Previsioni finanziarie: l’America tiene e la fiducia regge

Il traccheggio delle Borse americane è chiaramente indotto: fare previsioni finanziarie non è mai facile.

E’ comunque logico pensare che salvo accadimenti eccezionali, ben difficilmente gli indici azionari americani  subiranno crolli.

Almeno sino a dopo le elezioni dell’anno prossimo cui tutta la politica di Trump è già orientata da tempo.

Compreso il fatto di impedire, con astute manovre sui dazi o quant’altro, che i mercati possano euforizzarsi troppo presto.

A “The Donald” serve il picco in campagna elettorale o comunque poco prima.

Quindi circa tra un anno.

A meno che non entri in discussione anche la sua leadership tra i repubblicani nel qual caso potremmo avere una prima accelerazione anche in vista delle primarie ormai vicine.

Oltre ai desiderata del Presidente americano è che anche la potenza di fuoco monetaria della FED che fa seriamente dubitare che impulsi ribassisti significativi possano trovare spazio.

E oggi anche la fiducia del Michigan ne ha dato conferma. Vediamo.

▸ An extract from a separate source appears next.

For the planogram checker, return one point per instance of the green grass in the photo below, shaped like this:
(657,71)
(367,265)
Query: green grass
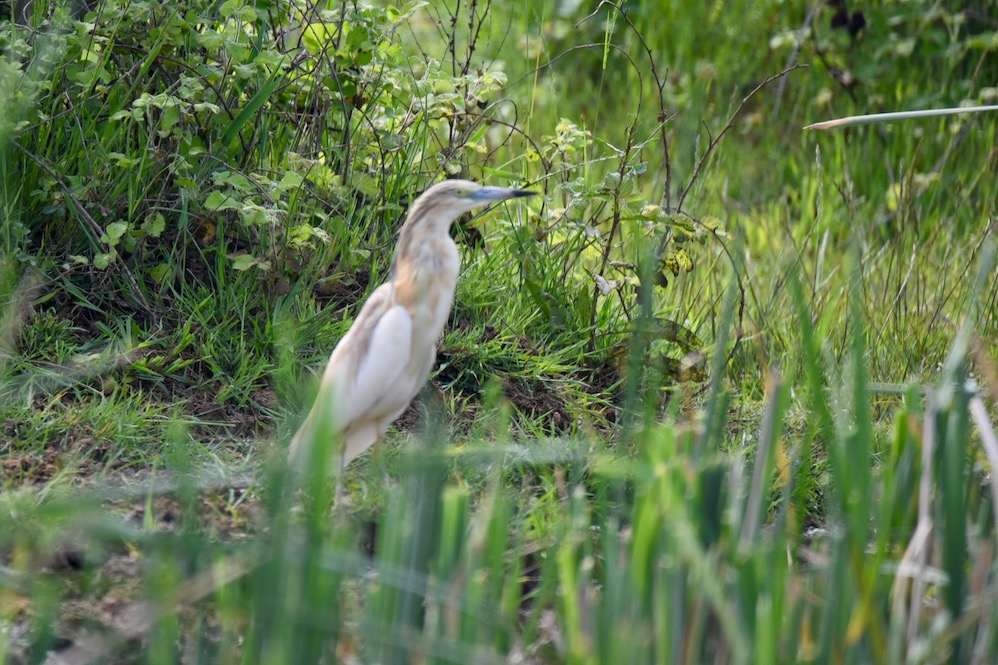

Tabella principali dati macroeconomici USA

Sentimento d’aspettativa dei consumatori del Michigan (Ott) 84,2 83,4
Indice di fiducia del Michigan (Ott) 95,5 96,0 93,2
Indice Preliminare Sentimento dei Consumatori Michigan (Ott) 113,2 108,5

 Il Michigan sentiment risale a 84,2 da 83.4 mentre l’indice di fiducia da 93,2 sale a 95,5 versus 96 atteso.

In termini di previsioni finanziarie numeri che danno una ulteriore scossa positiva ai compratori.

Tori di Wall Street che possono così godere anche del supporto emotivo del pubblico. Specie se consideriamo anche l’indice preliminare che sale a 113.2 da 108.5!

Previsioni finanziarie positive, sussistono rischi politici

In concreto l’unica vera area di rischio, per eventualmente smentire le ottimistiche previsioni finanziarie che ci caratterizzano, sono quelle che potrebbero esondare da derive politico sociali.

Tematiche di popolazioni impoverite e sfruttate che potrebbero valere ovunque ma che dopo il focolaio francese ora stanno man mano divampando in altre zone del mondo.

Dal Cile al Libano le proteste per il caro prezzi in ragione dei redditi da lavoro stanno montando sempre di più.

In questi casi è difficile pensare a manipolazioni da parte della Casa Bianca per cui questi sono centri di tensione in grado di destabilizzare i mercati se si arrivasse a vere crisi sociali.

Anche perché questi nuovi ceppi vanno ad aggiungersi a tante altre situazioni critiche di lungo termine.

Dalla Siria all’Argentina, che rischia l’ennesimo default, problemi sparsi per il pianeta se ne contano parecchi.

Una concentrazione nella tempistica di svariate di queste criticità sociali ed economche potrebbe provocare un sommovimento cui nemmeno le cannoniere monetarie della FED potrebbero far fronte.